In terms of the actual workload, however, there has been relatively little change. Rumble VFX’s specialism in high-end drama has been maintained with work on shows including Sky’s Gangs of London and series 4 of Netflix’s The Crown. With some locations being unavailable for filming, the latter has involved “a great deal of set extension, as well removing contemporary cars and replacing them with CG period cars – or in the case of a Falklands Islands sequence, adding in a CG trawler.”
The company’s preferred platforms are now pretty set, too, including the “almost exclusive” use of Nuke by the compositing teams and the deployment of Side Effects’ Houdini for 3D animation and effects. The capabilities of Houdini continue to reveal themselves, indicates Costin: “You get the impression that there isn’t anything you can’t do in Houdini providing you have a bit of time and do your research. We also have a great relationship with Side Effects, who are very approachable.”

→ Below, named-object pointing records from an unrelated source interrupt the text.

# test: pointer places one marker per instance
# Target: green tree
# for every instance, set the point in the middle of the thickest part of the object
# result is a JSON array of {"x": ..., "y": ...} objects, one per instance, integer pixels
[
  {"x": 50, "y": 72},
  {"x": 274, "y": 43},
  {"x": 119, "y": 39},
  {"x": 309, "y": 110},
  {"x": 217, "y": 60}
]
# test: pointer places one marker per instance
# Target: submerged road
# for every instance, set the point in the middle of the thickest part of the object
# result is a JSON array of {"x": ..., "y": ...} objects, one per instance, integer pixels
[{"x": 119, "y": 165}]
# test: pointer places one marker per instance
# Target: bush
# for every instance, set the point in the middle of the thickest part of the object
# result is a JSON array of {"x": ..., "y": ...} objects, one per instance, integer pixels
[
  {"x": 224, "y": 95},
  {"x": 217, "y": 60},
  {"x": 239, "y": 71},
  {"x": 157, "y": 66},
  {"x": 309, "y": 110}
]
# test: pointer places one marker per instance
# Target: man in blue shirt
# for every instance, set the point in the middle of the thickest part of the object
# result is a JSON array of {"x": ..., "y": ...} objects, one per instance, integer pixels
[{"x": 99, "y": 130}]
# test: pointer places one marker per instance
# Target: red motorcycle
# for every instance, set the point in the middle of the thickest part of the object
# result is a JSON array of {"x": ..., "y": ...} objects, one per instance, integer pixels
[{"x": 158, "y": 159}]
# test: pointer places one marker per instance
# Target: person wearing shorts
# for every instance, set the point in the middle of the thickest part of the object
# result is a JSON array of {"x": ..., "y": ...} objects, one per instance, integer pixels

Whilst he looks forward to the time when more work is undertaken at Rumble’s Soho facilities, Costin anticipates “a hybrid approach” in the future in terms of working patterns. And while a few projects “have been pushed back, there haven’t been any outright cancellations, touch wood. We are also expect it to be a busy summer as clients press on with both delayed projects from 2020 and new ones for this year.”
Dave Throssell, owner and VFX producer of Fluid Pictures, recalls that the company had “already been doing quite a bit of remote working” when the pandemic struck. With staff confirming that they would feel more comfortable being based from home as the Covid crisis grew, Fluid enabled all team members “to dial-in securely into their own on-premise systems, and essentially carry on as normal. The full gamut of projects went to remote working right away.” One of the few real differences was that a Flame VFX/finishing software-equipped computer was taken home by one operator, with assets being loaded remotely, worked on and rendered, then sent back to the servers at Fluid HQ.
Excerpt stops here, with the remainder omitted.